Immigration generally does not decrease job opportunities for United States-born workers, and may slightly increase them (Peri, 2010). However, during economic downturns when job growth is slowed, immigration may have short-term negative effects on job availability and wages for the current workforce (Peri, 2010). Immigrants create growth in community businesses (see Textbox 1, “Did you know”). It is nonetheless important to emphasize that the fear of non-citizens taking away employment opportunities from citizens is a primary driver for immigration laws (Weissbrodt & Danielson, 2011).
Communities. United States communities must provide education and health care regardless of immigration status (i.e., Plyer v. Doe, 1982). In areas with rapidly increasing numbers of immigrant workers and their families, this can tax local communities that are already overburdened (Meissner, Meyers, Papademetriou & Fix, 2006). The Congressional Budget Office found that most state and local governments provide services to unauthorized immigrants that cost more than those immigrants generate in taxes (2007). However, studies have found that immigrants may also infuse new growth in communities and sustain current levels of living for residents (Meissner, Meyers, Papademetriou & Fix, 2006).

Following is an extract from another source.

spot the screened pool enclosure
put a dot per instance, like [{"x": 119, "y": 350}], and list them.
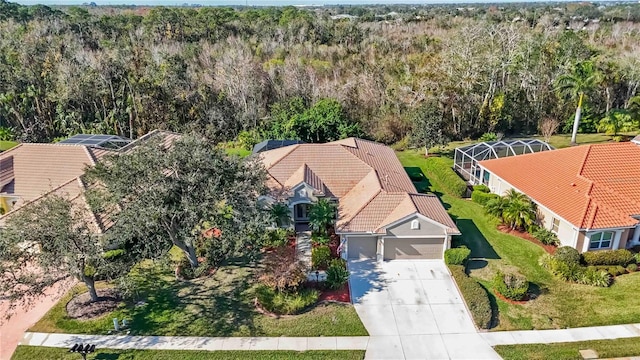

Country. Immigrants provide many benefits at a national level. Overall, immigrants create more jobs than they fill, both through demand for goods and service and entrepreneurship. Foreign labor allows growth in the labor force and sustained standard of living (Meissner, Meyers, Papademetriou & Fix, 2006). Even though immigrants cost more in services than they provide in taxes at a state and local governments level, immigrants pay far more in taxes than they cost in services at a national level. In particular, immigrants (both documented and undocumented) contribute billions more to Medicare through payroll taxes than they use in medical services (Zallman, Woolhandler, Himmelstein, Bor & McCormick, 2013). Additionally, many undocumented immigrants obtain social security cards that are not in their name and thereby contribute to social security, from which they will not be authorized to benefit. The Social security administration estimates that $12 billion dollars were paid into social security in 2010 alone (Goss et al., 2013).
Did you know?
While immigrants make up 16% of the labor force, they make up 18% of the business owners
Between 2000 and 2013, immigrants accounted for nearly half of overall growth of business ownership in the United States (Fiscal Policy insitute, 2015).